4. Identification and Evaluation of Alternate Solutions
For each major problem identified in previous section, show how solutions from your reading can be reused, suggest and evaluate different possible solutions. Based on the merit you may classify which solutions are cost-effective and easier to implement. Compare your suggestion with the findings in the papers. In other words, you are not only going to reuse solutions from the research paper but also suggest additional solution(s).
5. Recommendations
In this section you may recommend best solutions in term of cost, effectiveness and efficiency … etc. from the solutions listed in previous section. You may report the details of the topic/technology selected in this section. Discuss the tool/application selected, its applicability in Knowledge Management domain, how it solves the problems in question and other technical details and features you want to include.
6. Implementation Plan
This section explains in detail the suggested solution, i.e. technology that will be implemented. Which resources and experts are required for implementation? When and where the plan will be carried out? What is hardware and other infrastructure required? A tentative detailed timetable for each task should be listed. Roughly estimate the cost for each action/resource as well. Licensing issues and other legal issues should also be addressed in this section. If applicable discuss briefly the stages in KM project. Plan should be realistic and achievable.
Bibliography & Citations
Be sure to include a standard, well-formatted, comprehensive bibliography with citations from the text referring to previously published papers in the scientific literature that you utilized or are related to your work. Always use a consistent
citation style for your references. The standard style used around the university is the Harvard Style. However, I will accept any other standard style (e.g. APA style) as long as it is used consistently.
Try to make your report EASY to read.
•Be sure to include an overview in the beginning, which outlines what the report will be describing, in a section-by-section fashion.
•Include simple examples (or better, a single simple example throughout), to help illustrate the ideas.
•A picture is worth (at least) a thousand words. Use figures, flow-charts, graphs, whenever appropriate.
•The material should be structured, and flow. It should NOT be a core-dump of everything you happened to read when you were looking at things related to X. Readers (read “the people who will assign your grade!”) get annoyed by having to wade through irrelevant material.
•Also, proof-read your report. As a grader, I find it very irritating to read a report that has pages of easy-to-fix typos, illegible figures, missing citations, etc. And you really don’t want to irritate the person who is assigning your grade…
•Your report should be self-contained. You are allowed to copy figures from other sources (if they are properly credited).
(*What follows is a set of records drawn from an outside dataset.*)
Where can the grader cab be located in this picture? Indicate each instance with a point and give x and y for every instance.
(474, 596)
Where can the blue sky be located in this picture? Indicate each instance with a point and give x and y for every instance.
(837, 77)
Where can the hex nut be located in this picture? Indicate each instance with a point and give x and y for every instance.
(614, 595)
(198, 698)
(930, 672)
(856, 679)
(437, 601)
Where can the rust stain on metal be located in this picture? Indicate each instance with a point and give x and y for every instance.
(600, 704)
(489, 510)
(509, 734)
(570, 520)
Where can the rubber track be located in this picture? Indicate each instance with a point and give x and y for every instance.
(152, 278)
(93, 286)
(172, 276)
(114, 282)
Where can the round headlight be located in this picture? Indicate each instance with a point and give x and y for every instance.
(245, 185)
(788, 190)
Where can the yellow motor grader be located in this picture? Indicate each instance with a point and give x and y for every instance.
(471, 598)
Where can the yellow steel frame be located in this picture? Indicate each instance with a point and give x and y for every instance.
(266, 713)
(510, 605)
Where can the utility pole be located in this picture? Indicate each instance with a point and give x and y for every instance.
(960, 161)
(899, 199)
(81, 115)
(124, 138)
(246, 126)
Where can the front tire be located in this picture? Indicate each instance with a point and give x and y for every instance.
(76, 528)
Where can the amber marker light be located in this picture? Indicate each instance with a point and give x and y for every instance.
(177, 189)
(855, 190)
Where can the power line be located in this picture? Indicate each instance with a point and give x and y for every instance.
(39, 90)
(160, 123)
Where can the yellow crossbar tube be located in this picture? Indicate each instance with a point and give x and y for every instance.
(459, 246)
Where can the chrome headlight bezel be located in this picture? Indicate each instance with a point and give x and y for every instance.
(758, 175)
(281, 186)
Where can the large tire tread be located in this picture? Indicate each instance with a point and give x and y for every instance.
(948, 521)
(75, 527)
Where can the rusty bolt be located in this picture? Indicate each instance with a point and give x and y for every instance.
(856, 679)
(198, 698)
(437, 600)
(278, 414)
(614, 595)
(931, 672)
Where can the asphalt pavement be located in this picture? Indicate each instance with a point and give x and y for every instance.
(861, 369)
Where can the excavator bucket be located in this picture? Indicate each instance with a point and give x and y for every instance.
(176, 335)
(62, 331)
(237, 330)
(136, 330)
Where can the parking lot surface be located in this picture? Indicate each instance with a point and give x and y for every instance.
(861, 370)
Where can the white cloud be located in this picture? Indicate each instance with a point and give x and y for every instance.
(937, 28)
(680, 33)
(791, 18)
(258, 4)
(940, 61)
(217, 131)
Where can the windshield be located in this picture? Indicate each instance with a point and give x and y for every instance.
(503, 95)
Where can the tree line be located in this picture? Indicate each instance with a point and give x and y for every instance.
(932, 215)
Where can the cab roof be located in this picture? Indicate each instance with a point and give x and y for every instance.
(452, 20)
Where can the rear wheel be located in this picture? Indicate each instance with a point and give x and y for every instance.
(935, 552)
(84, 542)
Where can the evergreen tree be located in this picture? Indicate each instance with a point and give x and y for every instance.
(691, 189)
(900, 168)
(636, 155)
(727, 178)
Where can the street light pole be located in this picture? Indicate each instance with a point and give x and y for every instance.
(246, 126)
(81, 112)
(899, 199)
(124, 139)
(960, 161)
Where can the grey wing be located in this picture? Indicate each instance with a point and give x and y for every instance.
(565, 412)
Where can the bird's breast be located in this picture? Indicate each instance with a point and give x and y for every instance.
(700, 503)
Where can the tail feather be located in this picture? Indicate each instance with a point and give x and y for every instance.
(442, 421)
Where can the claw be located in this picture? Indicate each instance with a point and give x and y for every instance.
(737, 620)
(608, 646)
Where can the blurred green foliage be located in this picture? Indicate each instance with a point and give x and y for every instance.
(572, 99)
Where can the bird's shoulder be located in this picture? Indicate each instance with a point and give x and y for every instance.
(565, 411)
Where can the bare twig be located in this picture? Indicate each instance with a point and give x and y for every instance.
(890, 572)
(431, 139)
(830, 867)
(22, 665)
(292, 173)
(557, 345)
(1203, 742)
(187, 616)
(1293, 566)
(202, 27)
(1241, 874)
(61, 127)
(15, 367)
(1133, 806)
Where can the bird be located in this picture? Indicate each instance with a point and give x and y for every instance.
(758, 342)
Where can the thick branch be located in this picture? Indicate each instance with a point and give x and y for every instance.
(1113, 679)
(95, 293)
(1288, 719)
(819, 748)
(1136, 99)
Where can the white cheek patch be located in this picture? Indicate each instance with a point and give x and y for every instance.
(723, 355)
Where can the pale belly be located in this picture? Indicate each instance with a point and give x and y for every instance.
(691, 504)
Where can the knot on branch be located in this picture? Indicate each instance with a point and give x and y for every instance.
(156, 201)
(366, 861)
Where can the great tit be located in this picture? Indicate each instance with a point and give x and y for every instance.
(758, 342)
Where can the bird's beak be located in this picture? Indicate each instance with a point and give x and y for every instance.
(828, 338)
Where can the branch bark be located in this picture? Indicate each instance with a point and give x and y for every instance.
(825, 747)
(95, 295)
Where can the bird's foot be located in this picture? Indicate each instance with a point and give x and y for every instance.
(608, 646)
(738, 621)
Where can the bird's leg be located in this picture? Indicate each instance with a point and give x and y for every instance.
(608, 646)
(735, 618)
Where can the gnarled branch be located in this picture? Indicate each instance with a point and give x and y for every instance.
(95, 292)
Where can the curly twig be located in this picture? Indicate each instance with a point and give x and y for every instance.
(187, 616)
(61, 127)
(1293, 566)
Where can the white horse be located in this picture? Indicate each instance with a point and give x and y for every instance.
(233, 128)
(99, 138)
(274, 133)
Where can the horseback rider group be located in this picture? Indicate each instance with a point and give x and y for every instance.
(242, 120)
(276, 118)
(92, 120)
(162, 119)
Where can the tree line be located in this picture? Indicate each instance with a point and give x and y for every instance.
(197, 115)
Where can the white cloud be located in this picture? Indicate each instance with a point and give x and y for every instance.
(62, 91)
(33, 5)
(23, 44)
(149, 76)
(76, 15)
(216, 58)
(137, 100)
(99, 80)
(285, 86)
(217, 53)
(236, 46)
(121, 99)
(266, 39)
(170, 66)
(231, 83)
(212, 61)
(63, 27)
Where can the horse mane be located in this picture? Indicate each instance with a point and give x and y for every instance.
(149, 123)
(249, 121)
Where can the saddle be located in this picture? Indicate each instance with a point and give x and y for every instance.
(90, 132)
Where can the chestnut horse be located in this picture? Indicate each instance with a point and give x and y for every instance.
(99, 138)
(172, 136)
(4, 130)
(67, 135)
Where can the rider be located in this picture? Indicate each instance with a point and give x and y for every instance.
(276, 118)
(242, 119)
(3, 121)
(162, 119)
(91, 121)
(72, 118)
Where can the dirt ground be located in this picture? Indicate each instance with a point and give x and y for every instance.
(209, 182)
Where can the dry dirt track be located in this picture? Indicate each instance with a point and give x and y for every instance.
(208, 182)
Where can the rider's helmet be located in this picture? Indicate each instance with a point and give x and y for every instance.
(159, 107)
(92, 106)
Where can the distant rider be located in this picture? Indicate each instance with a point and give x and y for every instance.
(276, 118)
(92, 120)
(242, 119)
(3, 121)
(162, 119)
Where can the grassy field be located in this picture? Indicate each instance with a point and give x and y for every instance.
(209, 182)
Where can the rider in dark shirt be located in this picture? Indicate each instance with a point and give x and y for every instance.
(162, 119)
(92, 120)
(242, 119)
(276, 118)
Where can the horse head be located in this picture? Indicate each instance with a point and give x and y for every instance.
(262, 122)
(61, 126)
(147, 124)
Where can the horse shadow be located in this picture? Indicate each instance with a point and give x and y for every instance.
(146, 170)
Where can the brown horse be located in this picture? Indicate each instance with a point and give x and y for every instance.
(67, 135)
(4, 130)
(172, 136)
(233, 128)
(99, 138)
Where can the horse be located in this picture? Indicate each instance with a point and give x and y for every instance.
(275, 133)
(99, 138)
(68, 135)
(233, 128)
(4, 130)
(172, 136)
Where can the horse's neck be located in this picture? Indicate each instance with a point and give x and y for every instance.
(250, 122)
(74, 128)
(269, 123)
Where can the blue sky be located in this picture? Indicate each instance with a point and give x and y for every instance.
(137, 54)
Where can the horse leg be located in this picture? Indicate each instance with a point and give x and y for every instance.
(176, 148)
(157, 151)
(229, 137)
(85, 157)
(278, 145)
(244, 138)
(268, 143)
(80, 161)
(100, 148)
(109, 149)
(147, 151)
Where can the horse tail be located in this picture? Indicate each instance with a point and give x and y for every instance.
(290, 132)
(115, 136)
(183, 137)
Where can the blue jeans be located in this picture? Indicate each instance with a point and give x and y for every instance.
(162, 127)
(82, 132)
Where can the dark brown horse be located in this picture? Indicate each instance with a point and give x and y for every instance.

But if you do, be sure to define the terms that appear in that figure!
•Save trees — hand in a 2-sided version. And use section numbers, and page numbers!
5. Academic Integrity
Copying or paraphrasing someone’s work (code included), or permitting your own work to be copied or paraphrased, even if only in part, is not allowed, and would result in a disciplinary action according to the university policy. Any resources or ideas borrowed from other sources should be explicitly referenced in text and bibliographies.